By observing the above rules, the patio slabs can be constructed as desired and yet preserve the integrity of the drainage pattern of the lot.

Grading and Drainage

Foundations - All soil is expansive when exposed to moisture. Certain soils rise and fall vertically as much as 6” from a dry condition to a moisture-saturated condition. Your foundation is designed as a floating foundation and will rise and fall vertically with soil conditions.

It is important to maintain uniform moisture conditions in the soil around your home. If this is not done, one area of your foundation may shift more vertically than other areas. If certain areas around your foundation have a high degree of moisture, the foundation will bend but not cause damage. However, the walls and interior drywall will not bend with the movement of the foundation and will show cracks. To prevent or at least minimize these conditions, we recommend the following:

  1. When your home was completed, the earth around the outside of the foundation was graded so that it slopes away from the house, providing positive water drainage. We oftentimes construct swales (drainage ditches) to insure that water drains away from the home and off of the lot, either to the street or the alley. These swales are often inadvertently filled in by a homeowner or become filled by soil erosion and/or grass sodding. It is your responsibility to maintain these swales and keep drainage of water away from the foundation.

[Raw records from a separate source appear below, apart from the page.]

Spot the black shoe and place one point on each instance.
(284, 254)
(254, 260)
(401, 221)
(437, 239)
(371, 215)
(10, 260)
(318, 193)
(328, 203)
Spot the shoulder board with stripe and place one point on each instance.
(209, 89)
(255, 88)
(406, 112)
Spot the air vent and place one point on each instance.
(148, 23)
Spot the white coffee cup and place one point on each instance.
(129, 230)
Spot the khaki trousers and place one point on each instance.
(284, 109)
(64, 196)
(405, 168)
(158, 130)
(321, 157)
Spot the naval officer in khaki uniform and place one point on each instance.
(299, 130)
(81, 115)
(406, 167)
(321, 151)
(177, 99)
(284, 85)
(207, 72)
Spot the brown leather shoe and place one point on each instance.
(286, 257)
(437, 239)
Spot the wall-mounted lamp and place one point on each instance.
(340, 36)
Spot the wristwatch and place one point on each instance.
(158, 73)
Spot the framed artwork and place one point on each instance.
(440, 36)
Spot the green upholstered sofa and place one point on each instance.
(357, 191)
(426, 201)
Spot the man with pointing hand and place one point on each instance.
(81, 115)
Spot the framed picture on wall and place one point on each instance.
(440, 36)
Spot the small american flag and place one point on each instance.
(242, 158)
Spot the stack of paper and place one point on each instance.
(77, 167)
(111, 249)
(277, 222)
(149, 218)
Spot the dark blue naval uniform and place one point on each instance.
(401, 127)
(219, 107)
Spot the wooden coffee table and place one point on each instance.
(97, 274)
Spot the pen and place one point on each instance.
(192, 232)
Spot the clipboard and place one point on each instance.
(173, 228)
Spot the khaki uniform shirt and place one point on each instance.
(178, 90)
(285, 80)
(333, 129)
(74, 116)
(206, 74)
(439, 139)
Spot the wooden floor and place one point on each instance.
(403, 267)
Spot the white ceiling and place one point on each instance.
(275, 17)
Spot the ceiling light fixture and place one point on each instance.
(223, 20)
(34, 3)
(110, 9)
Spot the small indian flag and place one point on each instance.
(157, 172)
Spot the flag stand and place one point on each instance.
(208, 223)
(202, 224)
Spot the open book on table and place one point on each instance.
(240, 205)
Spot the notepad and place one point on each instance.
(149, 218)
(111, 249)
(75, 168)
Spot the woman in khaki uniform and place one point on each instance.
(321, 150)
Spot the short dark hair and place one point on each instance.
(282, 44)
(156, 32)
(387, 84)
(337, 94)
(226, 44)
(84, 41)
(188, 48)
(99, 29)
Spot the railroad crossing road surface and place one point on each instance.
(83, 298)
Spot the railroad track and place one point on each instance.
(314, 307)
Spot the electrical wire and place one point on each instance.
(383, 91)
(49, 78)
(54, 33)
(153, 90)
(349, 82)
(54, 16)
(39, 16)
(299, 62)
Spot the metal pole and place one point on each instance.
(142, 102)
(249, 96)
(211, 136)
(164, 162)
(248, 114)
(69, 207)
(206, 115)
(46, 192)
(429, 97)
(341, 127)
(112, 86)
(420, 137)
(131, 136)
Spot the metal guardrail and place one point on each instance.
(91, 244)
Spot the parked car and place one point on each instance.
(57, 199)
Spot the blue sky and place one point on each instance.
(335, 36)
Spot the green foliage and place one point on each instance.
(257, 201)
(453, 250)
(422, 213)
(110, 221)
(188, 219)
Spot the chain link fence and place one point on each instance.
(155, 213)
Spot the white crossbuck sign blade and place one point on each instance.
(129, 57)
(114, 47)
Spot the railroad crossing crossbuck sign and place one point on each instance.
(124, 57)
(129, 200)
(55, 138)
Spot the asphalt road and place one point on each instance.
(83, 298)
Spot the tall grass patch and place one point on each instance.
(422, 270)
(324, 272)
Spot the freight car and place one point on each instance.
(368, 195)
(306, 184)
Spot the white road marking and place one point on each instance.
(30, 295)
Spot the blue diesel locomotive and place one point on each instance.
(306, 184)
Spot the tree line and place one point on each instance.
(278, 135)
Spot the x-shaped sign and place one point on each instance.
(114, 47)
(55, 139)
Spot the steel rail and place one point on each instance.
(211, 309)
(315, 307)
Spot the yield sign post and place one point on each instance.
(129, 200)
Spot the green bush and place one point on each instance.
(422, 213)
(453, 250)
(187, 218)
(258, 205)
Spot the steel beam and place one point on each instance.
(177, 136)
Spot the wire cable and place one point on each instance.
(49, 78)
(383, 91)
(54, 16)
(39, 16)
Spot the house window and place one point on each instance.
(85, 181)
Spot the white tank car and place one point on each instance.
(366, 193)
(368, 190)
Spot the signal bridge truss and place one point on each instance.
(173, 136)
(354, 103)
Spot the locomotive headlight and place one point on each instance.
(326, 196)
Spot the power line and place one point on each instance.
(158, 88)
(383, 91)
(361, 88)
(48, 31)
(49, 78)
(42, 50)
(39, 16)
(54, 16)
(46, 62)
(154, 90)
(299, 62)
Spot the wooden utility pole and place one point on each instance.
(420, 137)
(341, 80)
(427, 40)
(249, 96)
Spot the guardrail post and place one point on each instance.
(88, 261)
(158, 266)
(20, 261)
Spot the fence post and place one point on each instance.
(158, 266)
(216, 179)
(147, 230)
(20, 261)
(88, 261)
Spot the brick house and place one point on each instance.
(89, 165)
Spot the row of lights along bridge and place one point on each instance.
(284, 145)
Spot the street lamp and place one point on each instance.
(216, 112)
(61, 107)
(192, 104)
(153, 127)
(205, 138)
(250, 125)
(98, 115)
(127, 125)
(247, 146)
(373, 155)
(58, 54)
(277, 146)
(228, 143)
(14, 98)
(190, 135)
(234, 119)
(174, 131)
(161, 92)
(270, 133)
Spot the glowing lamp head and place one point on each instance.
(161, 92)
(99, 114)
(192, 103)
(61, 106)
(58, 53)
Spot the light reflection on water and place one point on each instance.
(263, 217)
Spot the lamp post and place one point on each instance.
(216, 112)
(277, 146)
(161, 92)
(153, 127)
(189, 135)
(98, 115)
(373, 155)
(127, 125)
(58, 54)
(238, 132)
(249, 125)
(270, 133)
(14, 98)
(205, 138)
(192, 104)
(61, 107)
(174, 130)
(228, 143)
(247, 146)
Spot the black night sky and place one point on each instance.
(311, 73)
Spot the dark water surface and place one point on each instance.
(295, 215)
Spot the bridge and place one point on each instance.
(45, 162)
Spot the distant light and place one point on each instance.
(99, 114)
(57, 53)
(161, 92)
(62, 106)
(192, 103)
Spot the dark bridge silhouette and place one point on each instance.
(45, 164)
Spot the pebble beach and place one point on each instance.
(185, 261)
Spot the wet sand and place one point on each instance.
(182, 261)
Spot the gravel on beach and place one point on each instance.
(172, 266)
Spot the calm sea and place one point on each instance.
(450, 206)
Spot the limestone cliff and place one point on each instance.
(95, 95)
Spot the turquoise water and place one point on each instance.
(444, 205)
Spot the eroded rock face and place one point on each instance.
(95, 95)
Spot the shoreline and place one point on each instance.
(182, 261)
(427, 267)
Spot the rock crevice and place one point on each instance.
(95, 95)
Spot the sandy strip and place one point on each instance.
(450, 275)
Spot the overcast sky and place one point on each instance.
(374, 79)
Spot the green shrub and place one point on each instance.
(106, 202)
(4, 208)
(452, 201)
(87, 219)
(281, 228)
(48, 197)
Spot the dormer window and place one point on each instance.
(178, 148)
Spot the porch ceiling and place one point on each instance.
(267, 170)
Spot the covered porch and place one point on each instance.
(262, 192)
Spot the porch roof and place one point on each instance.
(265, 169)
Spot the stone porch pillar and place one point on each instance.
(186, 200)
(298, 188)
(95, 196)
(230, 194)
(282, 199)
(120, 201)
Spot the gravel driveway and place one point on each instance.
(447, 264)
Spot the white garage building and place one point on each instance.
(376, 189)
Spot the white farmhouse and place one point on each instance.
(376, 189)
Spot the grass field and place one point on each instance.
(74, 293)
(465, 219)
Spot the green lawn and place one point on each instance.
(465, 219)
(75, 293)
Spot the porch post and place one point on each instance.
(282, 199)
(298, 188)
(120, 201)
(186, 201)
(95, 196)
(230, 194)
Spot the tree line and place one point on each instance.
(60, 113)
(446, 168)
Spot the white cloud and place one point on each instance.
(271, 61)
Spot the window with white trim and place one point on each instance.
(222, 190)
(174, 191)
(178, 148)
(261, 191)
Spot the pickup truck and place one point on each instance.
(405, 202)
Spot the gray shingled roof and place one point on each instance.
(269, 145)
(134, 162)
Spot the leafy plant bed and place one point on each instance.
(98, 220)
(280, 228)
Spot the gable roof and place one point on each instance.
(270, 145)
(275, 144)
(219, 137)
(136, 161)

  2. Homeowners will sometimes create unequal soil moisture conditions around the foundations by creating water traps. This can be caused by a metal flower bed edging. Whenever building planters near the foundation, take into consideration the necessity of water draining away from the house.

  3. In drought conditions you might experience large cracks in the yard soil because of lack of moisture. However, the soil beneath the foundation is protected from the drying effects of the sun’s rays and retains its moisture. As a consequence, there is a tendency for the inner foundation to maintain a stable elevation, while the outside walls will drop. In watering plants and shrubs around your home, it is better to water a short period of time every three to five days rather than watering once a week for an extended period of time.

  4. Hairline cracks in both drywall and brick mortar joints are normal. Cracks larger than these are indications of excessive soil movement and usually indicate a drainage problem. If you find these larger cracks on your home, you must correct the lawn drainage problem. Allow three to six months before repairing cracks, since most cracks will become smaller after the soil moisture equalizes itself from proper drainage conditions.

  5. Drywall cracks may be filled and repainted. Patching plaster or texture material is readily available from paint stores and is fairly simple to use.